Study Finds States with More Conservative or Less Professionalized Legislatures More Likely to Preempt Local Affordable Housing Policies

An article published in Urban Studies, “State Preemption and Affordable Housing Policy,” explores the factors associated with the preemption by state legislatures of local affordable housing policies, including inclusionary zoning, rent control, short-term rental regulation, and source-of-income discrimination protections. The authors, Christopher Goodman and Megan Hatch, find that states with more ideologically conservative legislatures are more likely to preempt local affordable housing policies, while states with higher rentership rates and more professionalized legislatures are less likely to preempt such policies. According to the authors, these findings point to constraints on how local affordable housing agendas can be pursued, particularly in more conservative political contexts and where state legislatures are less professionalized. 

Goodman and Hatch utilized data from the Local Solutions Support Center (LSSC) that tracked state laws preempting the implementation of inclusionary zoning policies, rent control rules, short-term rental regulations, and source-of-income discrimination protections at the local level between 1993 and 2018. They supplemented the LSSC data with other data on the characteristics of state legislatures and interest group power. State legislature characteristics encompassed legislative ideology; professionalism (measured relative to the U.S. Congress in terms of legislator salary, legislative staff per member, and total days in session); strength of one-party control; and electoral competition. Interest group power was measured at the state level in terms of the rentership rate, number of realtors and real estate brokers per capita, and per capita employment in the residential building industry.
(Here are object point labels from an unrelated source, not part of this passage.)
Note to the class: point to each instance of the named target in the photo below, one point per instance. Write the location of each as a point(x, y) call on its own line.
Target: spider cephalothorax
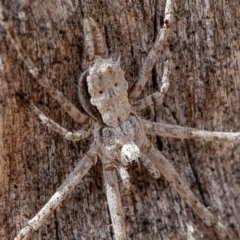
point(107, 87)
point(120, 135)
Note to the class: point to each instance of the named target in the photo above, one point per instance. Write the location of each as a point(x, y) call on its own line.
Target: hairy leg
point(72, 136)
point(168, 130)
point(124, 175)
point(114, 204)
point(143, 77)
point(170, 174)
point(73, 179)
point(68, 107)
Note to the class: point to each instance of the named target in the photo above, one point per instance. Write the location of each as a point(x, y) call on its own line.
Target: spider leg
point(72, 136)
point(171, 175)
point(168, 130)
point(88, 41)
point(68, 107)
point(72, 180)
point(156, 96)
point(123, 172)
point(143, 77)
point(114, 204)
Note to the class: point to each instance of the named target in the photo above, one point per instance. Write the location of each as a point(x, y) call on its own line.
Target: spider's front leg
point(72, 180)
point(72, 136)
point(174, 131)
point(143, 77)
point(170, 174)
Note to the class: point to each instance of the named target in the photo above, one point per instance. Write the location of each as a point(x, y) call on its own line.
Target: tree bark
point(204, 93)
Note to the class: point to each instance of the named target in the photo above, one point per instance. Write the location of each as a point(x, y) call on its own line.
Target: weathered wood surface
point(204, 94)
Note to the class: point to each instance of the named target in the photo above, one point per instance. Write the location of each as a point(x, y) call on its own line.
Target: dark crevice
point(195, 173)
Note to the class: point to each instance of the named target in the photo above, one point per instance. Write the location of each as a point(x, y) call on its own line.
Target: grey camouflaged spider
point(119, 133)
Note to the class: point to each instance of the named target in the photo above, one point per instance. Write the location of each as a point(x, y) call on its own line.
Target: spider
point(120, 135)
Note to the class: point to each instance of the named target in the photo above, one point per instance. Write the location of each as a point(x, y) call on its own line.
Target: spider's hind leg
point(66, 187)
point(114, 203)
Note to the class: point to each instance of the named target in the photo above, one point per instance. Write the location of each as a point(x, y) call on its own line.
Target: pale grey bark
point(204, 94)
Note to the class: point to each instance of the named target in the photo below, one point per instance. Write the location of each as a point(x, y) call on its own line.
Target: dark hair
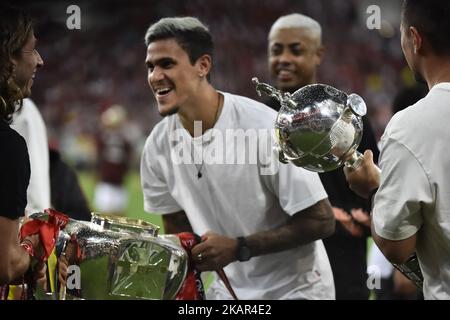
point(192, 35)
point(15, 28)
point(408, 96)
point(432, 20)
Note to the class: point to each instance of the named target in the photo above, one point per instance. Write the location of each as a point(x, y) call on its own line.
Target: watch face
point(244, 253)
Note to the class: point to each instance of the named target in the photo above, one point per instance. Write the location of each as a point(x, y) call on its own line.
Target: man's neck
point(205, 108)
point(436, 70)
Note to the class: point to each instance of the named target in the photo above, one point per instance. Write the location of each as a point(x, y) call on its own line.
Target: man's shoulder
point(252, 110)
point(159, 133)
point(407, 121)
point(13, 143)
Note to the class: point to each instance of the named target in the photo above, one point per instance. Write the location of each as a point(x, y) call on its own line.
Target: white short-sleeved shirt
point(414, 193)
point(238, 199)
point(29, 124)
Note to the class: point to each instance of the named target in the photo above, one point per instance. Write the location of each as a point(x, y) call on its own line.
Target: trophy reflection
point(318, 127)
point(116, 258)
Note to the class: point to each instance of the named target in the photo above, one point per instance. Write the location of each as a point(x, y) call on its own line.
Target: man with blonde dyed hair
point(295, 53)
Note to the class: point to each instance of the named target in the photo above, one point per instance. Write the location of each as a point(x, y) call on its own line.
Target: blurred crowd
point(102, 64)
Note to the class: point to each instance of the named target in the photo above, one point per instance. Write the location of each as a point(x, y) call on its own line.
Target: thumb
point(368, 155)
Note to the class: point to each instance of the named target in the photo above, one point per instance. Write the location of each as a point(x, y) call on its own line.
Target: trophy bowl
point(116, 258)
point(318, 127)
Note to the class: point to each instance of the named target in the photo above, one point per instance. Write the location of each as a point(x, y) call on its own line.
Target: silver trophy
point(318, 127)
point(117, 258)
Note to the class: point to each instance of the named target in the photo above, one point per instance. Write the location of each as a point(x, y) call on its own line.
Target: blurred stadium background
point(101, 64)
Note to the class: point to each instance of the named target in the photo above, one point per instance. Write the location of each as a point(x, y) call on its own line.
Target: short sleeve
point(404, 189)
point(157, 197)
point(14, 176)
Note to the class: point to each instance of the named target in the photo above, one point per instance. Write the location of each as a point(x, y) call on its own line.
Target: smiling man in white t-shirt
point(260, 220)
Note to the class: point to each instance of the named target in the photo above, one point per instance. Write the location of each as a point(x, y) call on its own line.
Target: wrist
point(242, 250)
point(27, 245)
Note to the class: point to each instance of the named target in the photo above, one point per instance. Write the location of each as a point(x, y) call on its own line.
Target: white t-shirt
point(29, 124)
point(414, 193)
point(238, 199)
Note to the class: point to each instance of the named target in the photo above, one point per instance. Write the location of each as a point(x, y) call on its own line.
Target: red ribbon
point(192, 288)
point(48, 230)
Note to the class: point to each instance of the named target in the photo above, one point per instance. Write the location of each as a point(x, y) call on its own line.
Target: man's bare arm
point(176, 223)
point(313, 223)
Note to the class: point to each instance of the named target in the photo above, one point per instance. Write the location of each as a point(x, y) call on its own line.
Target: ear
point(320, 53)
point(417, 39)
point(204, 64)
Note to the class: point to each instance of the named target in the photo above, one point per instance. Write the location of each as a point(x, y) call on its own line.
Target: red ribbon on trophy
point(192, 287)
point(48, 231)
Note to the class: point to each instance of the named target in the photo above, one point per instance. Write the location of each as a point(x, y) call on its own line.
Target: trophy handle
point(354, 161)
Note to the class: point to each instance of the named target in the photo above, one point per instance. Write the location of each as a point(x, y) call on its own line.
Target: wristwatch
point(243, 251)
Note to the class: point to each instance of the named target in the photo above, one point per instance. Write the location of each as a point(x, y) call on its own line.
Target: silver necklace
point(199, 168)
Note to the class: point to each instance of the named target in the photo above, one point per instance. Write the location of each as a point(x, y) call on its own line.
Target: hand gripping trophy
point(319, 129)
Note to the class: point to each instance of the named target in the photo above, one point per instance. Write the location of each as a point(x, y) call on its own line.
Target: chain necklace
point(199, 168)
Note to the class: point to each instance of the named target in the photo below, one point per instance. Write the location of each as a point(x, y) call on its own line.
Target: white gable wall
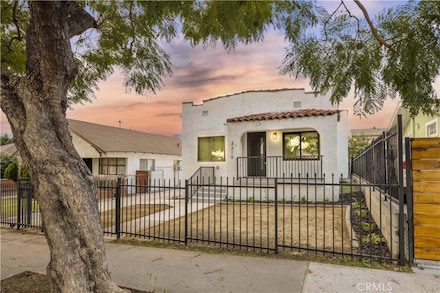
point(333, 140)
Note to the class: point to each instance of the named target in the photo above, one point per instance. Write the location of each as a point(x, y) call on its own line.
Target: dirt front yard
point(321, 227)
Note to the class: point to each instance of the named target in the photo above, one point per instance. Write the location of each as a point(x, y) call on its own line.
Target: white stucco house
point(116, 152)
point(287, 134)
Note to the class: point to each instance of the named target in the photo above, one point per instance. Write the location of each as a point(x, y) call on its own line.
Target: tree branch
point(17, 25)
point(372, 28)
point(79, 19)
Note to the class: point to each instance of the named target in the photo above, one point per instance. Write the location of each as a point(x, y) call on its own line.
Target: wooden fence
point(425, 153)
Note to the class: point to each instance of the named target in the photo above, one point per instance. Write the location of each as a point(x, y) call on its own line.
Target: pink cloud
point(201, 74)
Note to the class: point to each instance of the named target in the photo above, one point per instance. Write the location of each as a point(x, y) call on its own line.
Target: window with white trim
point(211, 149)
point(431, 128)
point(301, 145)
point(146, 164)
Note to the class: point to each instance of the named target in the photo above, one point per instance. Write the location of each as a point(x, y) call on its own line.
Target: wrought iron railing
point(279, 167)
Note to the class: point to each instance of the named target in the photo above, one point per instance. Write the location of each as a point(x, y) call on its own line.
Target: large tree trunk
point(35, 105)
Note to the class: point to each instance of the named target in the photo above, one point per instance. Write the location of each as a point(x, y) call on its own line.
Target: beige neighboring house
point(114, 152)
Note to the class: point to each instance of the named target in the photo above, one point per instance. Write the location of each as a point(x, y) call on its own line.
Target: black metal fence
point(319, 215)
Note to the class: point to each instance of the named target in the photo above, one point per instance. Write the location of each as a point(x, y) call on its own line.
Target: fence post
point(409, 200)
point(29, 203)
point(186, 210)
point(401, 192)
point(276, 216)
point(118, 208)
point(19, 194)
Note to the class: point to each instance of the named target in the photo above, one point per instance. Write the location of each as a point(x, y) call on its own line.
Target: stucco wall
point(209, 119)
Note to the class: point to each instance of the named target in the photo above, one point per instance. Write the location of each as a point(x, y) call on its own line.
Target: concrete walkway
point(168, 270)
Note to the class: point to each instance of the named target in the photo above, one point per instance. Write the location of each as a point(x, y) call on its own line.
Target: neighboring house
point(418, 126)
point(286, 133)
point(113, 152)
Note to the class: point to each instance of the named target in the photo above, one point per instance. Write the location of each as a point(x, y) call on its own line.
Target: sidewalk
point(179, 271)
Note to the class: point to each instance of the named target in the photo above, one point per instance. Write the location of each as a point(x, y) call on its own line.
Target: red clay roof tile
point(284, 115)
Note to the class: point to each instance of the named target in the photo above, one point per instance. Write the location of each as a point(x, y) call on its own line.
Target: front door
point(256, 148)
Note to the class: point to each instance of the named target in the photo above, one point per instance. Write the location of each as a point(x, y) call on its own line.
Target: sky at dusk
point(200, 74)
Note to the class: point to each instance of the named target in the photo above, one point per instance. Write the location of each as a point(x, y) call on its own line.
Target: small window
point(146, 164)
point(112, 166)
point(301, 145)
point(432, 129)
point(211, 149)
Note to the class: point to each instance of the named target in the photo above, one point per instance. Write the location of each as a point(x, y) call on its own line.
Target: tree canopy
point(55, 52)
point(396, 52)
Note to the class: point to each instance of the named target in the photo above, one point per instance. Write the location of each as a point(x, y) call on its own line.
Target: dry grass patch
point(253, 224)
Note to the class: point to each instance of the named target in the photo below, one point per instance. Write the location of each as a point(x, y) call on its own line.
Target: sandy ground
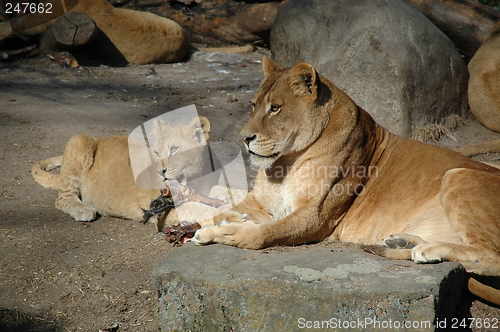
point(60, 275)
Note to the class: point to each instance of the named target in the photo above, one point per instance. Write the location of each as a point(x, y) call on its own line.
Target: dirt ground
point(60, 275)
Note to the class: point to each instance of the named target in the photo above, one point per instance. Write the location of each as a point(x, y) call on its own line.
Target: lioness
point(96, 176)
point(327, 170)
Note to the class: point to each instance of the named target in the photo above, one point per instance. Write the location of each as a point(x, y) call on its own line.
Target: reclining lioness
point(327, 170)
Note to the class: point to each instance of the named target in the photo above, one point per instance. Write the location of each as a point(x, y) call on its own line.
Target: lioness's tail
point(41, 175)
point(475, 149)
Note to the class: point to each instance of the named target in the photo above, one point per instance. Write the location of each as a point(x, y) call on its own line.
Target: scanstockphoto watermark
point(365, 323)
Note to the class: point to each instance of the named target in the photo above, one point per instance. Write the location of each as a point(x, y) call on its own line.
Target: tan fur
point(96, 176)
point(140, 37)
point(484, 82)
point(327, 170)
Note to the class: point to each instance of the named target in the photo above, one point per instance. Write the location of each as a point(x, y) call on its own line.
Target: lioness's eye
point(274, 109)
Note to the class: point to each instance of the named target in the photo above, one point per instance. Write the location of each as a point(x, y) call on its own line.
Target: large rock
point(222, 288)
point(385, 54)
point(484, 83)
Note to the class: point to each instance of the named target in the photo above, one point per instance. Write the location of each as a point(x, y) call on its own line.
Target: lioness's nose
point(248, 139)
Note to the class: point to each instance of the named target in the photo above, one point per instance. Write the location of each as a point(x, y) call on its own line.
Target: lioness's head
point(180, 148)
point(288, 113)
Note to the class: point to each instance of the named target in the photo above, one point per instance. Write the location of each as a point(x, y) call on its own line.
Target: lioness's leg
point(78, 157)
point(471, 200)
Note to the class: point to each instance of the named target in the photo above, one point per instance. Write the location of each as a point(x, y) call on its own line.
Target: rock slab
point(222, 288)
point(385, 54)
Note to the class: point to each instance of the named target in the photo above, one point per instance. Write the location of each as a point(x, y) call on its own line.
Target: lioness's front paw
point(203, 236)
point(83, 213)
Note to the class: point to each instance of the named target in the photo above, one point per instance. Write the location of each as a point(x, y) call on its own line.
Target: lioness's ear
point(303, 80)
point(269, 67)
point(201, 125)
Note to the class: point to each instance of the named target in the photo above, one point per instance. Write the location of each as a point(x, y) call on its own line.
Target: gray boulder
point(386, 55)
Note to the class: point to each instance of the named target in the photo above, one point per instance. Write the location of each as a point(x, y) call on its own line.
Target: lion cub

The prevalence of affordable housing preemption laws varied by state and by region. Indiana was the only state to enact preemptions on all four policy areas, while Arizona, Idaho, Tennessee, Texas, and Wisconsin enacted preemptions on three policy areas. Forty states passed fewer than two of the preemption laws. The authors also observed broader regional patterns. States in the Upper Plains Region had no preemptions or only one, while northeastern states had no preemptions, with the exception of New Hampshire, which recently passed a short-term rental law preemption.

Goodman and Hatch found that ideologically conservative state legislatures were more likely to pass laws preempting inclusionary zoning, rent control, short-term rental regulation, and source-of-income discrimination protections at the local level. More professionalized state legislatures were less likely to pass laws preempting these local policies. On average, state legislatures were 20% as professionalized as the U.S. Congress, indicating an overall low level of professionalization. The passage of preemption laws in a state was not associated with the degree of one-party control or electoral competitiveness. The state rentership rate was the only measure of interest group power significantly associated with the passage of preemption laws. Goodman and Hatch found that a 1% increase in the state rentership rate predicted a one percentage point decline in the likelihood of a state passing preemption laws.

The authors conclude that there are significant limitations constraining attempts to further affordable housing policies at the local level, especially in conservative political contexts and in states where legislatures are not professionalized. They reason that local stakeholders should lobby their state legislatures to expand local power to develop and implement housing policies. Goodman and Hatch also suggest that responsibility for affordable housing may ultimately need to be returned to the federal government.